Octávio criou o MFC TOUR, tendo planejado, organizado e realizado várias memoráveis viagens para o pessoal do MFC, aberta a parentes e amigos. Preparava pastas para todos os participantes, com informações detalhadas sobre roteiro, atrações, história dos locais, e até mapa dos assentos no ônibus, para que se fizesse o rodízio. Mais uma de suas qualidades: a organização.

É da sua autoria um livreto escrito em 2007, intitulado: “NOSSAS ANDANÇAS COM O MFC”, de grande valor histórico para o Movimento, em que relata, com riqueza de detalhes, a sua participação, com Celice, nos diversos Encontros do MFC. O 1º do qual participaram foi o de Fortaleza, em 1965, com o tema: MISSÃO SOCIAL DA FAMÍLIA. Sobre ele, escreveu: “Bela e gratificante experiência, renovada muitas vezes nas andanças pelo Brasil e países da America do Sul, por conta do MFC, que nos marcou o resto da vida, ensinando-nos também a abrir as nossas portas, para desfrutar a prazerosa e salutar experiência de receber e hospedar peregrinos”.

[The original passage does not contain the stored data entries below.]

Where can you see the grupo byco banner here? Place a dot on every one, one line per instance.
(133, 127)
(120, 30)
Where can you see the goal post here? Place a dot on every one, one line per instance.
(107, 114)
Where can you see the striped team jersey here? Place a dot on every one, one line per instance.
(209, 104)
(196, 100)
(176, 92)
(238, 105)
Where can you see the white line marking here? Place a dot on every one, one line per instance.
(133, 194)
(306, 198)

O registro de Octávio nos reporta a um carisma forte do MFC: o da HOSPEDAGEM, presente na passagem do evangelho em que dois discípulos caminhavam para a aldeia de Emaús, e a eles se juntou Jesus, em forma de outro peregrino, não tendo sido reconhecido como o Mestre. Conversaram durante toda a caminhada e quando chegaram à aldeia já era tarde, e os discípulos, ainda sem reconhecerem o MESTRE, o convidaram: “Fica conosco; já é tarde e já declina o dia”. Jesus ficou, e foi durante a hospedagem que ele se revelou.

Tiramos das páginas de “NOSSAS ANDANÇAS COM O MFC” alguns trechos que expressam a ideia do que é a fascinante aventura de participar de  um encontro do MFC.

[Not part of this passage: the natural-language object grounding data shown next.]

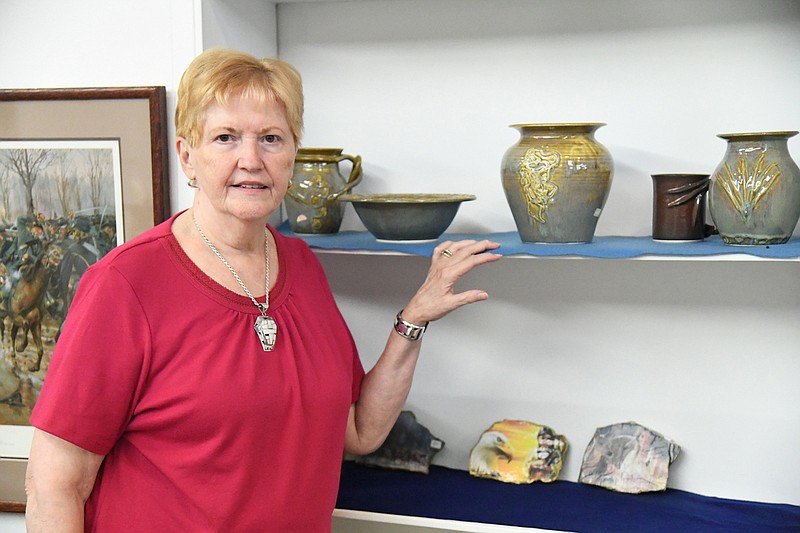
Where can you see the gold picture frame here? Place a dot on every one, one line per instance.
(136, 117)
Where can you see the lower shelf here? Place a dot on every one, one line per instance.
(454, 495)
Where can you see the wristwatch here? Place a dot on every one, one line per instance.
(408, 330)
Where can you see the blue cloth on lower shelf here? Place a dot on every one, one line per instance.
(562, 505)
(511, 244)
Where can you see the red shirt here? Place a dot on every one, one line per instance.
(159, 369)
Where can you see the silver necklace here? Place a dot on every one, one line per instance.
(265, 326)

·        À pág. 71, lê-se: “Em Conquista ou pouco adiante, abriram-se os farnéis para o jantar  comunitário. Entre as iguarias, fez sucesso uma paçoca com carne de sol desfiada, quitute de origem cearense que Theresa havia levado”. Essa eu tinha que mencionar, pois foi Octávio Henrique quem escreveu, é com minha mulher, e se trata de uma comida de cearense.
·        Pág. 72: “Ai, que falta nos fez o navegador Carlos  Alberto! Cometemos um ligeiro engano e, antes do trevo que nos levaria a essa rodovia, erradamente tomamos o caminho para Sorocaba, engano felizmente logo constatado, mas que nos causou uma perda de pelo menos meia hora”.
·      Anexado à última página do livro está um tabloide, que contém uma charge feita com muita inteligência e graça por Ivone Rodrigues, sobre o XV Encontro Nacional, realizado em Bagé, em julho de 2004. O título diz: “Uma Aventura Extraordinária - 26 loucos, um ônibus e 10.000 km pela frente”.

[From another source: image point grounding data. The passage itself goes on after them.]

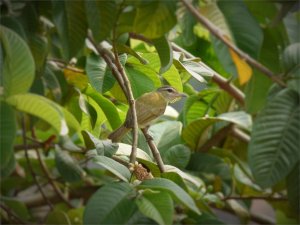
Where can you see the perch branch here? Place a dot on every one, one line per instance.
(119, 74)
(154, 150)
(11, 214)
(217, 78)
(216, 32)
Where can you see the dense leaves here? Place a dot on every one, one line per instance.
(234, 138)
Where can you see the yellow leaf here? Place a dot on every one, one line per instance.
(76, 77)
(243, 69)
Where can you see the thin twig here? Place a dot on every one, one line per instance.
(52, 183)
(237, 133)
(11, 214)
(128, 93)
(48, 175)
(267, 198)
(30, 166)
(154, 150)
(216, 32)
(217, 78)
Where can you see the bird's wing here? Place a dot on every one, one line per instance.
(148, 107)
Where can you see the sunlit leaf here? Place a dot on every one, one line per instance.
(17, 69)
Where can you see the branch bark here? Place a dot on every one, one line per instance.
(121, 77)
(154, 150)
(217, 78)
(216, 32)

Apesar de todo o meu esforço e da valiosa e competente ajuda de Theresa, não conseguimos nem de leve dar ideia do que foi a aventura de Octávio Henrique na face da terra.

Mais uma vez considerando tudo o que Octávio fez e que eu não pude relatar aqui e agora, escolho, para terminar, a frase do início da pág. 1, de seu livro, tirada de uma marchinha de carnaval: “Recordar é viver. Eu hoje sonhei com você”. Penso, então, quão importante é o tempo na epopeia da vida humana, e me vem à lembrança uma citação do compositor francês Hector Berlioz, que diz: “O tempo é um grande mestre; tem, porém o defeito de matar os seus discípulos”.

Se agora fosse feita a pergunta: ”Octávio, se você voltasse à vida, aceitaria continuar trabalhando no MFC, buscando a construção do Reino de Deus, um reino de fraternidade, justiça e amor?” Tenho certeza de que responderia afirmativamente, não a quem fez a pergunta, mas a Deus, tal como Pedro respondeu à pergunta de Cristo, em João 6-68: “Senhor, a quem iríamos nós? TU TENS PALAVRAS DE VIDA ETERNA”.

Amém!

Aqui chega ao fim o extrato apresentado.